I was fascinated by ants when I was young. I loved watching them meander along invisible chemical trails. I didn’t know about the chemical trails at the time, but I delighted in seeing their animated dances of life. There was something about a sense of purpose and a zest for life in their segmented bodily movements. I marveled at how fast they could run and how much a spirit of adventure seemed to mark their steps. Maybe it was my own desire to run with speed or spirit of adventure that I was transferring to the ants. Whatever it was, it was there.
When one ant would find a piece of discarded peanut butter and jelly-smeared bread, it was almost as if I could hear an audible cry of delight from that ant who then quickly informed his siblings about the find. In moments the day of searching erupted into a dance of delight for the feast to come as they brought the bounty provided by an unnoticed hand back to the hive. I could spend great lengths of time just watching them dismantle the bread and carry it away. How much more must God delight in seeing us discover the items of grace placed before searching hands and busy feet?
Over the span of life I have had conversations with people about prayer and their visceral questions about the purpose of it -- What is it? How do you do it well? Why do it at all? What does prayer do for God or for us? When should you pray and where?
The Psalms often articulate the importance of an active prayer life with God. Here Psalm 27 asserts that prayer has positive benefits for those who pray even if the prayer doesn’t eventuate in exactly what one wants the prayer to do. There also doesn’t seem to be any pragmatic correlation between prayer articulation, reception, and divine action. Instead, the activity of prayer enriches a relationship between the one who prays and the one to whom they pray -- God. The prayer is individual and communal; it binds petitioners and the one God in an intimate relationship of trust and hope.
Prayer can be poetic and lofty. It can be earthy and mundane. It can be concerned with the bone marrow matters of life that dig deep into the core of human experience and cause people to cry out in tangible pain. The Psalmist knows this first hand and sprinkles words to indicate their own experience.

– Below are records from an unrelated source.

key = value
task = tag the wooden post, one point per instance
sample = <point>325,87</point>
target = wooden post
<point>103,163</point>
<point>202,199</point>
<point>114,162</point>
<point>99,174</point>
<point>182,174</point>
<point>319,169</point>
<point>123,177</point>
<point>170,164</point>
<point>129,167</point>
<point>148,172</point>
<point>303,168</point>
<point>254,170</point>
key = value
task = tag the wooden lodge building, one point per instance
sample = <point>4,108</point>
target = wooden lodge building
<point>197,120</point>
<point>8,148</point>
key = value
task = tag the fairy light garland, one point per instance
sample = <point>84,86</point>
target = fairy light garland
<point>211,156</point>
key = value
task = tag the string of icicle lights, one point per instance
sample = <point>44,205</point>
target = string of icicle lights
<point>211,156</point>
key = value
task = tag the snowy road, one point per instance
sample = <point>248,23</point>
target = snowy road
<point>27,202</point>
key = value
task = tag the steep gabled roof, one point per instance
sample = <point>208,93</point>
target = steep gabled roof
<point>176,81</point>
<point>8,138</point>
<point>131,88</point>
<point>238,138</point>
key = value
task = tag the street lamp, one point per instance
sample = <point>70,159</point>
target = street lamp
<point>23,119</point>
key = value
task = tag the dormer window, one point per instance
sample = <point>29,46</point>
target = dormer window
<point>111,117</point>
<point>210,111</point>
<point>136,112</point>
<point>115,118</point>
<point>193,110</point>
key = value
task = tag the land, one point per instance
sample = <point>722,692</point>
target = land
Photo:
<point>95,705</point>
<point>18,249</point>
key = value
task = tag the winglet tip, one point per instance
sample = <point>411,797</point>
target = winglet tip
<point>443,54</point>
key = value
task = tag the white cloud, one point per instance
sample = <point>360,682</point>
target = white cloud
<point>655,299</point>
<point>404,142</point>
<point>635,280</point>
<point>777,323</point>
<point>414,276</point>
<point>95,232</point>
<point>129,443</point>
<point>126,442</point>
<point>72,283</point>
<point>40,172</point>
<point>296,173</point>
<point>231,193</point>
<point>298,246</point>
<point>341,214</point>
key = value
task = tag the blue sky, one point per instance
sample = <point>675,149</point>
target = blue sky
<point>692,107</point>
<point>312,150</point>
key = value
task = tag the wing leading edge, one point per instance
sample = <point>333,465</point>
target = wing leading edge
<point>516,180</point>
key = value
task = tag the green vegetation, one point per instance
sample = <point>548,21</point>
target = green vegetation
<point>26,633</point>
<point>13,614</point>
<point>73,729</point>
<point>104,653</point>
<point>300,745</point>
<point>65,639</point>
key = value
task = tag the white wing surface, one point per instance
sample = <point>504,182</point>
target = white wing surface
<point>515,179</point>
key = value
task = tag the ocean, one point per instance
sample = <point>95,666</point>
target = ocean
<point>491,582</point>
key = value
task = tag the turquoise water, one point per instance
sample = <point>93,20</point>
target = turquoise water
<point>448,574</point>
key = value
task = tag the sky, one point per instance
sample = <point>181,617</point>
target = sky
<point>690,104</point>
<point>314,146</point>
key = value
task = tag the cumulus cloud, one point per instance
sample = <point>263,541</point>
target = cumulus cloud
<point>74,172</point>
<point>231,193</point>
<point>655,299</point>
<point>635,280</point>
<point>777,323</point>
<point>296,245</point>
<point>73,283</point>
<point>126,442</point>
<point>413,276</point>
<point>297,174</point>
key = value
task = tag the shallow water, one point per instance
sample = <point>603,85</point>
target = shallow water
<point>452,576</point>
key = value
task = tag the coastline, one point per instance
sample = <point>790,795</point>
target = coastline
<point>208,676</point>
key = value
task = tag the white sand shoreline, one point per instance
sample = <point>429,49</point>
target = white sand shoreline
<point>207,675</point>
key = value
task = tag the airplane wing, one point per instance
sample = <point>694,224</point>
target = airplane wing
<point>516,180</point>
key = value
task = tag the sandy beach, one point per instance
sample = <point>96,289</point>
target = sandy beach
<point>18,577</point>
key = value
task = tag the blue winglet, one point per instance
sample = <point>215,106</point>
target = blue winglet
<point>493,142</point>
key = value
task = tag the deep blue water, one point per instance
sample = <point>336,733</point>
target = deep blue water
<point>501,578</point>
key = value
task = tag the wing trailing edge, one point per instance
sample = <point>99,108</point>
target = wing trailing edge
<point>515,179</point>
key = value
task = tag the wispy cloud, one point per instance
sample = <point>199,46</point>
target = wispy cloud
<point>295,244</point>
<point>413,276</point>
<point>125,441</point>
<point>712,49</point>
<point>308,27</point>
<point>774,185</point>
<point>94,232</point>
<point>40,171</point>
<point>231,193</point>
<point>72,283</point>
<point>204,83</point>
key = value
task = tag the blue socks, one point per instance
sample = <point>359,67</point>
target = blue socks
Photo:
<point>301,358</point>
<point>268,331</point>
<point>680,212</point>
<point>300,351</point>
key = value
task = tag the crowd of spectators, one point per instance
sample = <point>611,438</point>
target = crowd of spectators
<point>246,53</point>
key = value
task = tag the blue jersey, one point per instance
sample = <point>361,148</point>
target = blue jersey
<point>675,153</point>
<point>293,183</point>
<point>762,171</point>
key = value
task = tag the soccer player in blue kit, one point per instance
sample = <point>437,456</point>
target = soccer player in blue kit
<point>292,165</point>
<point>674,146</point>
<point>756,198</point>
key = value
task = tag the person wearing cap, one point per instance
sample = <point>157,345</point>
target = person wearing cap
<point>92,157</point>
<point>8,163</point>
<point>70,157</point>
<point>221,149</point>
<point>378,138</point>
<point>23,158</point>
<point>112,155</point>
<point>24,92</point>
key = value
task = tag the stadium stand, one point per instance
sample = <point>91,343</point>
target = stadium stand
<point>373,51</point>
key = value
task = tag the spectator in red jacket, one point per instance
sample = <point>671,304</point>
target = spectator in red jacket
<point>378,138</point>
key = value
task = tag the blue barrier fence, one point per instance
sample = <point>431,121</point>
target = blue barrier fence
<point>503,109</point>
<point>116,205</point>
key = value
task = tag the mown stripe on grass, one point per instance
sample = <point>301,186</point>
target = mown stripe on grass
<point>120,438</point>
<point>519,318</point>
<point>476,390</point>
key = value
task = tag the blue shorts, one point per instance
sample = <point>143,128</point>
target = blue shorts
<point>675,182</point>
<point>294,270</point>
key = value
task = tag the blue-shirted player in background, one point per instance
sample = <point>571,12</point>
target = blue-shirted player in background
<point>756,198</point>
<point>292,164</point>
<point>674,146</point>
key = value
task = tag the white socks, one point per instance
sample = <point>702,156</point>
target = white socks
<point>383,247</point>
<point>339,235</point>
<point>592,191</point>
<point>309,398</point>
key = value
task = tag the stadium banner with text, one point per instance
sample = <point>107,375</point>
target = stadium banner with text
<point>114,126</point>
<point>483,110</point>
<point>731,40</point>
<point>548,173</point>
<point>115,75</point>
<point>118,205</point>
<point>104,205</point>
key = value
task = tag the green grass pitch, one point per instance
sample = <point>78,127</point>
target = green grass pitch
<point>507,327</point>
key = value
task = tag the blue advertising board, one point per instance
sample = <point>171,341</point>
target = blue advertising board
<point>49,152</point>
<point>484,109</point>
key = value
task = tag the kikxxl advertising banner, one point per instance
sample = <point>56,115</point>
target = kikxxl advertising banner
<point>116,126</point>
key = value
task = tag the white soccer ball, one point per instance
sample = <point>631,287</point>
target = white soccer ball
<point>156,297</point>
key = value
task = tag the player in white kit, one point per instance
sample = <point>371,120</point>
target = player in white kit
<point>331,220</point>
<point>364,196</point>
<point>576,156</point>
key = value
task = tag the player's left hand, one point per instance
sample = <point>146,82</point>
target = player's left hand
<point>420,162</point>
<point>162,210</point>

Seeking God in the middle of confusion could be regarded as the wisest course of action that anyone could take. The Psalmist’s assertion that God will not fail, even if everything else does, can bring hope to one’s spirit and provide strength to go through the day. Bringing to God human thoughts and feelings about anything and everything can bring about confidence for living through the highs and lows of human experience.
The Psalmist claimed that they would, “remain confident of this: I will see the goodness of the Lord in the land of the living. Wait for the Lord; be strong and take heart and wait for the Lord.” (Psalm 27:13-14).
We can join the Psalmist’s declaration that the Lord is our light, our salvation, our stronghold, our confidence, our safety, our shelter, our teacher, and our Savior.